Powerful in the Amstel Gold Race Ladies Edition, irresistible on the walls of La Flèche Wallonne Féminine and masterful in Liège-Bastogne-Liège Femmes: Vollering repeated the extraordinary triple achieved by Van der Breggen in 2017. Then it was time for the stage races.

The new Vuelta España Femenina brought an all-out battle between the dominant Vollering and established champion Van Vleuten, defending her colourful jerseys (rainbow, yellow, red and pink) in her last season as professional rider. Over seven days in Spain, Vollering took two stages but her older rival grabbed the overall win.

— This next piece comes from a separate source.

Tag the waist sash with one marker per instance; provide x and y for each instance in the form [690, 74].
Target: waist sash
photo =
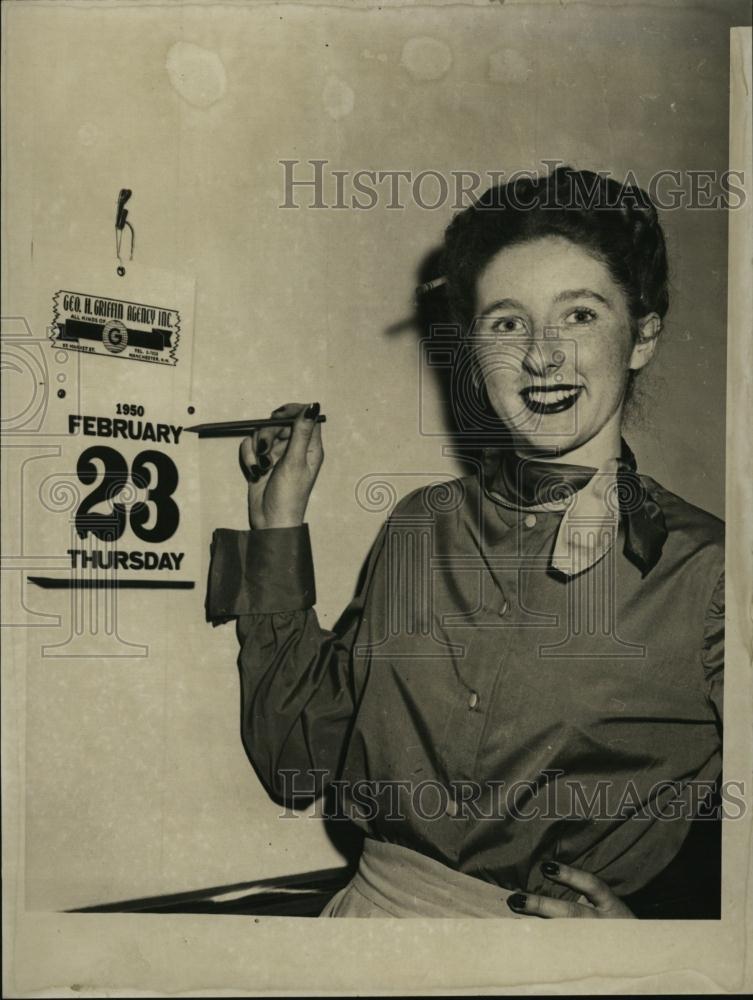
[394, 881]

The main showdown between the two was expected at the second edition of the Tour de France Femmes avec Zwift (in the meantime, Van Vleuten won the Giro d’Italia Donne and Vollering the Vuelta a Burgos Feminas). The defending champion gave it her all with a series of attacks but Vollering flew to glory as she conquered the iconic Col du Tourmalet.

Breaking Team SD Worx's dominance

Vollering’s performance in the Tour de France Femmes avec Swift was impressive in itself. But the French stage race was also the most striking illustration of the collective dominance achieved by Team SD Worx this season.

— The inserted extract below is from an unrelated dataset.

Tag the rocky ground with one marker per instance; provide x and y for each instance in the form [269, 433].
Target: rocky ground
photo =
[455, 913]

As she powered to the yellow jersey on stage 7, on the eve of the final time trial in Pau, Vollering took the overall lead from her teammate Kopecky, winner of the first stage ahead of another Team SD Worx rider, Lorena Wiebes, who outsprinted the field on stage 3 after a spectacular lead-out from Kopecky.

On day 8, it was Marlen Reusser’s turn to win a stage, ahead of Vollering and Kopecky, who won the points jersey and climbed to second place in the overall standings, just ahead of Kasia Niewiadoma (Canyon//SRAM Racing). The Polish rider, crowned UCI Gravel World Champion in Veneto, Italy, had no road victories this season, but she impressed with her consistency (top 5 in the Ronde van Vlaanderen – Tour of Flanders, the Amstel Gold Race Ladies Edition, the Itzulia Women, the Tour de Suisse Women and the Tour de Romandie Féminin) to finish fourth in the individual ranking.

Among the rare opportunities to overthrow Team SD Worx this season, Alison Jackson (EF Education-Tibco-SVB) took the most spectacular one in Paris-Roubaix, narrowly edging out a break-away group of favourites led by Kopecky. The Canadian celebrated her triumph, one of 12 UCI Women’s WorldTour victories not won by a Team SD Worx rider this year.